If I have done a poor job of describing how these people and events created a cascade of unremitting reasons in my mind to want to improve as a runner, hopefully the fact that I have tried is convincing enough. I’m just lucky to have wandered across all of it by being in the right place at the right time, and with, critically, the right “mid-level” people around to create meaningful connections between my own endeavors at the elite world. Few of us can be world-class, but a lot of us can be world-class “mid-level” types who strive to see the most interested young runners put in contact with the ideal sources of motivational wisdom, suited to their individual needs.
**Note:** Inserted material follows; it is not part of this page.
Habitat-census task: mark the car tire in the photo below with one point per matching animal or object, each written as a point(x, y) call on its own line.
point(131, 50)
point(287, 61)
Joan Benoit Samuelson’s career was—is—characterized by a rare combination of ill-timed injuries and longevity, the sum or product of which can only be determination. Benoit Samuelson ran the 2019 Boston Marathon with the aim of coming within 40 minutes of 2:35:15, the time that had netted Benoit Samuelson her first Boston Marathon victory 40 years earlier. She reached that goal with over eleven minutes to spare, running a remarkable 3:04:00 a month before turning 62.
Determination.
Benoit Samuelson didn’t need to hang around competitive running for as long as she has to establish this about herself, but she did anyway. Maybe it was inevitable, like the persistent march of women’s running itself into modernity. I don’t doubt that, despite my unbridled distaste for insincere or self-dealing forms of “social justice,” twenty years from now, we* will all look back on today as a time when much progress in the area of female athlete development needed to be made, as a lot of bad actors, almost all of them male and bumbling along below most people’s radar, remain in need of expulsion from the sport.
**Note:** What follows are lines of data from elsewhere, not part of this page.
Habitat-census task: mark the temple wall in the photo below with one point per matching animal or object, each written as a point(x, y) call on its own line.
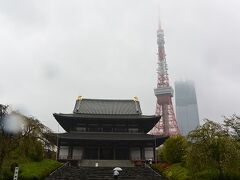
point(135, 153)
point(149, 153)
point(63, 152)
point(77, 152)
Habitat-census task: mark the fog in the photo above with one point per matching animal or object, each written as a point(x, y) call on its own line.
point(53, 51)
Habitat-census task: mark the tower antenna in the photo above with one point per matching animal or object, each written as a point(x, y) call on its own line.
point(167, 125)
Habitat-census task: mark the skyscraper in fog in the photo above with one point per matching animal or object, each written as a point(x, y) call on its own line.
point(186, 106)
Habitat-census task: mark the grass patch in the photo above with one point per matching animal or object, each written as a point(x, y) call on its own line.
point(37, 170)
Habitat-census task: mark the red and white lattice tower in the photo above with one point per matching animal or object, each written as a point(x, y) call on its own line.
point(164, 93)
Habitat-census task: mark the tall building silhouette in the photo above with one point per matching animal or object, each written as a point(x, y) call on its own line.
point(186, 106)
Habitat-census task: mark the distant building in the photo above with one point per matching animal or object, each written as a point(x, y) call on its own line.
point(186, 106)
As for the way I perceived Benoit Samuelson and the way she described herself—her training and her competitive mindset—maybe it’s her droll Mainer style, but she always had a kind of “other side” quality to her, as if she couldn’t quite tell you why she was so great even though she wanted to.
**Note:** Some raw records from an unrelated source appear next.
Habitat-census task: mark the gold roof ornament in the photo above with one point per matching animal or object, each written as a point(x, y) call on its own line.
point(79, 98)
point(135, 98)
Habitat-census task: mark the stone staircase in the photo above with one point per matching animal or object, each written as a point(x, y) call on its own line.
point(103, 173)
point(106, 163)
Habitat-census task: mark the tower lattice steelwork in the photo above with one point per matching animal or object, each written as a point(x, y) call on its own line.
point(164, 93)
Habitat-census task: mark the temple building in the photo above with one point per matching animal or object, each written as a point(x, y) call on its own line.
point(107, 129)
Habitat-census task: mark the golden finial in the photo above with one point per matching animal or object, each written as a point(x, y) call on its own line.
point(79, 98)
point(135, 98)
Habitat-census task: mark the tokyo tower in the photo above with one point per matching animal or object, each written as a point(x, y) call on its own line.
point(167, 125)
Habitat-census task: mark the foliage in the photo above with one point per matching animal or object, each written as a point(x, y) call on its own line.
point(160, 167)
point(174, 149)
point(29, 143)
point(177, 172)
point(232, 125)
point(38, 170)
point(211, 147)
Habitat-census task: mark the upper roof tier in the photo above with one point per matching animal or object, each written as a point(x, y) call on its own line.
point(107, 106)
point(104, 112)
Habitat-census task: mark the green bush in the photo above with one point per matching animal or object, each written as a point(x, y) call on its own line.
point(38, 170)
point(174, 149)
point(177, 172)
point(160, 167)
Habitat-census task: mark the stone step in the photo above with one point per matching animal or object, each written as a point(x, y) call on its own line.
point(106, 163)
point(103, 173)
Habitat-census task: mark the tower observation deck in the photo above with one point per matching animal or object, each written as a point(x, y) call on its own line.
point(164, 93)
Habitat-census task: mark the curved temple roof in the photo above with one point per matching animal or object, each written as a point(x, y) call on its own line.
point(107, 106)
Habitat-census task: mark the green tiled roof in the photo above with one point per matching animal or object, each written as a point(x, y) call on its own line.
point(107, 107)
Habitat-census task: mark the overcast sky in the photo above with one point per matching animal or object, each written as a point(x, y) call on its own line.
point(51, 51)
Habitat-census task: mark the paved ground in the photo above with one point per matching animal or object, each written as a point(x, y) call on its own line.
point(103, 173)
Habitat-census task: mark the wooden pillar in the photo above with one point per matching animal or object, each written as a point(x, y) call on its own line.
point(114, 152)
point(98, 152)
If she wasn’t a true one-of-a-kind, it’s hard to imagine who in today’s ranks, or in future ones, could really be another Joanie. Some of that is because certain firsts can’t be re-achieved, but it’s mostly because of her stamp over such a long period on so many good things, not the least of which was founding the Beach to Beacon 10K. And winning the Falmouth Road Race for the first of six times in 1976, when she was nineteen years old. And…
Nah. There will never be a runner like Joan Benoit Samuelson again.
I prefer to bury this in a footnote, but throughout her Athletics West career, Bob Sevene was reportedly grateful that JBS was training on the East Coast rather than in Oregon with her clubmates. Start reading at page 42 of this document and you’ll quickly learn why. A lot of the events described have been related to me directly by multiple sources over the years, and among oldsters they simply represent sadly common knowledge. The lessons of history are powerful indeed, but unfortunately, many of the eyes and ears of today can’t even learn from the present.